ModelSamplerEstimator.estimate_num_steps_sampling#

ModelSamplerEstimator.estimate_num_steps_sampling(model, *, tune=None, draws=None, seed=None, nuts_kwargs=None, mcmc_kwargs=None)[source]#

Estimate total number of NUTS steps during warmup + sampling using NumPyro.

Parameters:
modelModel

PyMC model to estimate steps for using a JAX/NumPyro NUTS kernel.

tuneint | None, optional

Warmup iterations. Defaults to the estimator setting if None.

drawsint | None, optional

Sampling iterations. Defaults to the estimator setting if None.

seedint | None, optional

Random seed for the JAX run. Defaults to the estimator setting if None.

nuts_kwargsdict | None, optional

Additional keyword arguments passed to numpyro.infer.NUTS. If not provided, the estimator’s default_nuts_kwargs are used. Provided values override the defaults.

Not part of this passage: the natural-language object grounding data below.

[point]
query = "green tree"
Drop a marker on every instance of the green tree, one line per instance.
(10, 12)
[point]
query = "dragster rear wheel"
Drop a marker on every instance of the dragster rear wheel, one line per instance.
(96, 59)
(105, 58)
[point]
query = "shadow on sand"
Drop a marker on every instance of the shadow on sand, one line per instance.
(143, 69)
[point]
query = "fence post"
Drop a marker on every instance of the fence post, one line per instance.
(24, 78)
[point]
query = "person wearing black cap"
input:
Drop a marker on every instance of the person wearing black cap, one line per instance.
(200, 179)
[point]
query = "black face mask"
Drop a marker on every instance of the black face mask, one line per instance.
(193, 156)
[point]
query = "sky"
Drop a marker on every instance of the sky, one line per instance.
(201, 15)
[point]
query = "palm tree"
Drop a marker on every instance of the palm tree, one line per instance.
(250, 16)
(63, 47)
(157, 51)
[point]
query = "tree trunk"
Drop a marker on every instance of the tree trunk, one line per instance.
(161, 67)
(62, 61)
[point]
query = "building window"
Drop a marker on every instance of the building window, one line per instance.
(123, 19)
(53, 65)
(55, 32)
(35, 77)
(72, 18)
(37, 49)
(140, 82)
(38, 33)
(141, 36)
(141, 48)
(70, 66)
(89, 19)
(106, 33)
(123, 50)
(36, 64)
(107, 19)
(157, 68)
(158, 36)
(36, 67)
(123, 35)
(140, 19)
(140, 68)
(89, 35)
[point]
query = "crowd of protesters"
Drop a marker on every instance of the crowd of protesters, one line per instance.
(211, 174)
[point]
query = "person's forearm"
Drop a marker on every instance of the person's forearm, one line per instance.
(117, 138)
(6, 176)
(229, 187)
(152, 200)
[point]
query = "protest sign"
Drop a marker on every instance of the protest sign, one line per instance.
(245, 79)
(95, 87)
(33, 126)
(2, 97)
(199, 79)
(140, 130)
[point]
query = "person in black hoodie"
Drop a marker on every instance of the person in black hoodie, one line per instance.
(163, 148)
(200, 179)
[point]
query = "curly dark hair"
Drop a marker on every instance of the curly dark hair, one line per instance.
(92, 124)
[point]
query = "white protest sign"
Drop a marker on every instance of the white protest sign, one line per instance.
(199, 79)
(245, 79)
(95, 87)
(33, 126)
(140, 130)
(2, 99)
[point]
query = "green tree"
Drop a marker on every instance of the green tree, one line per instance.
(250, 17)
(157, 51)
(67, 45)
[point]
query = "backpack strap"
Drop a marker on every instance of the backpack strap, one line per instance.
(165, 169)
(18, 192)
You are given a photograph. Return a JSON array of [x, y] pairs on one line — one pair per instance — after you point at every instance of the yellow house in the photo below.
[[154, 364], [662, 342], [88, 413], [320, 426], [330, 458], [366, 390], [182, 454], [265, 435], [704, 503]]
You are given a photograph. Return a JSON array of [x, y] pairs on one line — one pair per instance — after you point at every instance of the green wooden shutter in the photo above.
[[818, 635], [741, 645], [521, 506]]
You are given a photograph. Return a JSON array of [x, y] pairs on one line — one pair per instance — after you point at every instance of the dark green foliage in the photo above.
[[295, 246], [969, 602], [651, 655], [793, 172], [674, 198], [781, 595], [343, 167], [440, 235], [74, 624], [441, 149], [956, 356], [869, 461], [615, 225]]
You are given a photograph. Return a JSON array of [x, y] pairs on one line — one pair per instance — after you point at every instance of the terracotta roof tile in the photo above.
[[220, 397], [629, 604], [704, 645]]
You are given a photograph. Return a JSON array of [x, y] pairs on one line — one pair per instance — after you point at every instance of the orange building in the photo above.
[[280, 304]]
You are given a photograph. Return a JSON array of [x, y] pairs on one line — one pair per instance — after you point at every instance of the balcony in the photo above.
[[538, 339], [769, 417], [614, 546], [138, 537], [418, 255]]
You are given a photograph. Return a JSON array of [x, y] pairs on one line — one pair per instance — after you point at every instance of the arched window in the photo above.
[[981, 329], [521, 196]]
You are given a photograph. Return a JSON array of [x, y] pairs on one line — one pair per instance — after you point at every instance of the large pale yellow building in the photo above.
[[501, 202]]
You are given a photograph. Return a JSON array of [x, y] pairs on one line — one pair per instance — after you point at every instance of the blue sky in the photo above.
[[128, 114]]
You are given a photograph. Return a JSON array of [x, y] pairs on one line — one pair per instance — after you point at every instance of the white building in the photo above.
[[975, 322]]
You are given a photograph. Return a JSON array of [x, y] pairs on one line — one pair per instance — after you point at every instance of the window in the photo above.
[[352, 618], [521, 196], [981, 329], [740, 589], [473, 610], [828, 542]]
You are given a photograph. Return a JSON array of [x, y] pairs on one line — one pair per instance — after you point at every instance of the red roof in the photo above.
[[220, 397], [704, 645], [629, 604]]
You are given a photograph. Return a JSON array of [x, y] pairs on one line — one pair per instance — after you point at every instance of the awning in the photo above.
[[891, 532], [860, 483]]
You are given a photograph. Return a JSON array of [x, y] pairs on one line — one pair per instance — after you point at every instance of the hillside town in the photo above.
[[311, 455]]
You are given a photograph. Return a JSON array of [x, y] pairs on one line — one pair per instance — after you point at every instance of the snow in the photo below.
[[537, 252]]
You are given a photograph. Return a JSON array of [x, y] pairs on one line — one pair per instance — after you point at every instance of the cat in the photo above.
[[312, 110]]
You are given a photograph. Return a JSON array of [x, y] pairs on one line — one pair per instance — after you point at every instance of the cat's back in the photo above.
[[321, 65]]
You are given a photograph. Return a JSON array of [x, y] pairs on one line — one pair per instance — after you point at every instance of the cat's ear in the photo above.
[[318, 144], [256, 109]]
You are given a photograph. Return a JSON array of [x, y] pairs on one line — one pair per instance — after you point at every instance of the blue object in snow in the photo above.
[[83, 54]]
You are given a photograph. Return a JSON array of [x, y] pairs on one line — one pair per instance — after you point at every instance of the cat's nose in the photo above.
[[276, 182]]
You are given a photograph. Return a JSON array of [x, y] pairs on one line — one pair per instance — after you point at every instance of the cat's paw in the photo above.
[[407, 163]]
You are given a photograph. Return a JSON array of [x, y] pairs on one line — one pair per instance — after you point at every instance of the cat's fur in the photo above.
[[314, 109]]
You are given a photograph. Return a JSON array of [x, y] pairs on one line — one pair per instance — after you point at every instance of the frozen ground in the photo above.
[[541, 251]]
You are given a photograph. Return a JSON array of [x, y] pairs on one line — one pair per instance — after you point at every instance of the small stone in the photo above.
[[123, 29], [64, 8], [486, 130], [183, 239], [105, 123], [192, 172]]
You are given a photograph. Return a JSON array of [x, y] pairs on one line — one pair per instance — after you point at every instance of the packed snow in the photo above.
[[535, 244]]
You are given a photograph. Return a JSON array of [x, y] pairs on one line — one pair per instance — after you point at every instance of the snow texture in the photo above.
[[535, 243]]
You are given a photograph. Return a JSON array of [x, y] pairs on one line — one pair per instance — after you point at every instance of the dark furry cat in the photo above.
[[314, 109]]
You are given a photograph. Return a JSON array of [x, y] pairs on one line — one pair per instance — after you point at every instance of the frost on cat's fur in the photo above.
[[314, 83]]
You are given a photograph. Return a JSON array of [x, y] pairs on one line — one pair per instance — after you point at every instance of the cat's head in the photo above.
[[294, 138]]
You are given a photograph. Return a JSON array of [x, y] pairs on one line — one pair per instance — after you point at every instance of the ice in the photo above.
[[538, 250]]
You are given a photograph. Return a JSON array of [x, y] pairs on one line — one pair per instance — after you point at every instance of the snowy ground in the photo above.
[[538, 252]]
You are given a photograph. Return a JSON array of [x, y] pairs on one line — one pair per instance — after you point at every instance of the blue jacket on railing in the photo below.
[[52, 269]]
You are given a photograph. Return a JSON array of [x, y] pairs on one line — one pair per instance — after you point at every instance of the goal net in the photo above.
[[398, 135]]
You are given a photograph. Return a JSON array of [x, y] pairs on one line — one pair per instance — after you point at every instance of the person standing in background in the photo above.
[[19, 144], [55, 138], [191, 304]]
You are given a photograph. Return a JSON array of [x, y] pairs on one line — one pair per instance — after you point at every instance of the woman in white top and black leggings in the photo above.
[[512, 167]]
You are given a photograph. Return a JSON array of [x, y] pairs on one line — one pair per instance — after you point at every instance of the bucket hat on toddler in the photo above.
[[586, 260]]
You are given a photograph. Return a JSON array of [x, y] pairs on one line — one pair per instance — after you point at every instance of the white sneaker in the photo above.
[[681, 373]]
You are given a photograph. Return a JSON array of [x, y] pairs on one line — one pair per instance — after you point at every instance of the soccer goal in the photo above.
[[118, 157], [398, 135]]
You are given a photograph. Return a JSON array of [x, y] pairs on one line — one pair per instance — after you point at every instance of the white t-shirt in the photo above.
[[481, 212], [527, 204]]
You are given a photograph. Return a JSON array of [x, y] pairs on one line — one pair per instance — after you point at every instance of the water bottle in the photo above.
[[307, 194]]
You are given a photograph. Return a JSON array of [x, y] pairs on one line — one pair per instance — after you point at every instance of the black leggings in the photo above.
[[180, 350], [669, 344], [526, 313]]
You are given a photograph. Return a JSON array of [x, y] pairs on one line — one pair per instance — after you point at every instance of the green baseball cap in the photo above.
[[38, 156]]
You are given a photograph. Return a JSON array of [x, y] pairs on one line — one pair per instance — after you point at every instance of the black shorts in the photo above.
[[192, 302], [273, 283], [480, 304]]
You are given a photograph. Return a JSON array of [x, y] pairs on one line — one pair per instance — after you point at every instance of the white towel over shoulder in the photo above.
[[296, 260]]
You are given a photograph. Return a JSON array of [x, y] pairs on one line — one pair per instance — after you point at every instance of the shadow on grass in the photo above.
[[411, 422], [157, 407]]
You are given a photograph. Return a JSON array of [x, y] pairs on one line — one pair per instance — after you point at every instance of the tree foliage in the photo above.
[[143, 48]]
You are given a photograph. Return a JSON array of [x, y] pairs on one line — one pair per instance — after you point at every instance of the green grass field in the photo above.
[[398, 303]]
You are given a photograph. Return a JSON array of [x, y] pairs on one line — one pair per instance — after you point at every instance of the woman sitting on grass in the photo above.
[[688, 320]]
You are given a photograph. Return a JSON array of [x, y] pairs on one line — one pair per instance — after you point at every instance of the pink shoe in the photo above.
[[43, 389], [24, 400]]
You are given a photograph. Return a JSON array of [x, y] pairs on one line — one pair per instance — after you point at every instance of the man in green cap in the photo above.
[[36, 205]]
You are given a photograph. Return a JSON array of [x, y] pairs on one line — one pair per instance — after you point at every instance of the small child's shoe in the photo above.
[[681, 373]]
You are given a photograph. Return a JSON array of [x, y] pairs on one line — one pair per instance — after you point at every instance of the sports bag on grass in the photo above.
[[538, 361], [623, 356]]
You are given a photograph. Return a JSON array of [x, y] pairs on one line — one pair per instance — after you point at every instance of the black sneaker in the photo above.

mcmc_kwargsdict | None, optional

Additional keyword arguments passed to numpyro.infer.MCMC (excluding num_warmup and num_samples, which are set by tune/draws). If not provided, the estimator’s default_mcmc_kwargs are used. Provided values override the defaults.

Returns:
int

Total number of leapfrog steps across warmup + sampling.